Kairo swallowed hard, mouth dry despite the rain running down his face. "Are you… are you Kyo too? Is that what both of you are?"
Crypt only giggled again, the sound bubbling up cheerfully as she swung her legs a little higher. "We watch. We wait. We see when someone tries desperately to fill the hollow and when someone stubbornly refuses. Your friend Tsubaki refused in her own small way. So did the little ones who cried. But the offering is always there, patient and warm."
Index made a small, subtle movement with his gloved hand. The air around the bench grew noticeably heavier for a moment, pressing gently on Kairo's chest like an invisible weight, making the emptiness inside him feel suddenly larger, more tempting, more alive. Then the sensation eased, leaving him colder than before.
Kairo stood up abruptly, his umbrella shaking in his grip as rain poured down his face and neck. "I don't understand any of this. Why are you telling me? What do you want from us—from me?"
Crypt's voice stayed light and sing-song, carrying easily over the rain. "We don't want anything specific, Kairo Takahashi. We just watch the dance. But the hollow inside your group is growing very nicely. You're all getting so good at saying no… for now. How long until one of you stops refusing? How long until the warmth feels better than the ache you carry?"
She leaned back comfortably against Index's chest, legs still swinging in that casual rhythm. "Tell Mimo how you really feel next time, Kairo Takahashi. Before the hollow gets too big to fill with just one hurried night."
Index remained perfectly silent, the white mask blank and unreadable, rain streaming off its smooth surface.
Kairo backed away slowly, heart pounding so hard he could feel it in his throat. "Stay away from us. Stay away from all of us."
He turned and hurried out of the park, shoes splashing loudly through puddles, umbrella barely shielding him from the heavy downpour. When he glanced back over his shoulder once, heart racing, the bench was empty. Only rain fell where the two masked figures had been sitting moments earlier, the streetlight glowing on nothing but wet wood and pooling water.
Kairo arrived home soaked to the skin and shaking, the encounter replaying in his mind like a fever dream he couldn't shake. The house felt too quiet, the living room still carrying the faint, lingering scent of Mimo from the night before. He collapsed onto the couch, staring blankly at the rain streaking the windows in constant flowing lines.
They know everything, he thought, chest tight. The old lab that Vey says changed.

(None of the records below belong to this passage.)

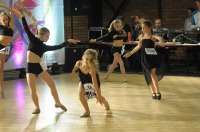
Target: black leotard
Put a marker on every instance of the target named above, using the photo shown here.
(6, 31)
(151, 61)
(86, 78)
(37, 46)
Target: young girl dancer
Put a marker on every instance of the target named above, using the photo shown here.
(89, 85)
(35, 66)
(150, 60)
(6, 34)
(117, 35)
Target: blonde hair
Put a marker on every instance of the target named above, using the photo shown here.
(94, 60)
(2, 13)
(111, 28)
(42, 31)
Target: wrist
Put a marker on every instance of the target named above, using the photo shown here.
(131, 52)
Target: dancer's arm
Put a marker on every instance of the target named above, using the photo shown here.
(25, 25)
(56, 47)
(11, 22)
(122, 35)
(103, 38)
(76, 66)
(160, 40)
(135, 49)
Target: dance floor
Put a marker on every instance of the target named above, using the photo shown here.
(132, 109)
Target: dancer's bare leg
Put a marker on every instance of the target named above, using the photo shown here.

He pulled out his phone with trembling fingers and stared at the group chat. Sorine and Vey had messaged again about not coming to school, their words heavy with sadness and unresolved anger. Kairo typed nothing. The guilt over sleeping with Mimo while Tsubaki lay dead somewhere in that warehouse twisted even sharper now. The words Crypt had spoken echoed relentlessly: the Kyo, the changing spaces, the gentle offers that could swallow a person whole if they stopped refusing.
Outside, the rain kept falling, steady and cold and patient, as if the city itself was trying to wash something away that refused to disappear.
Kairo closed his eyes, but the image of the two smooth white masks lingered behind his lids, blank and watching.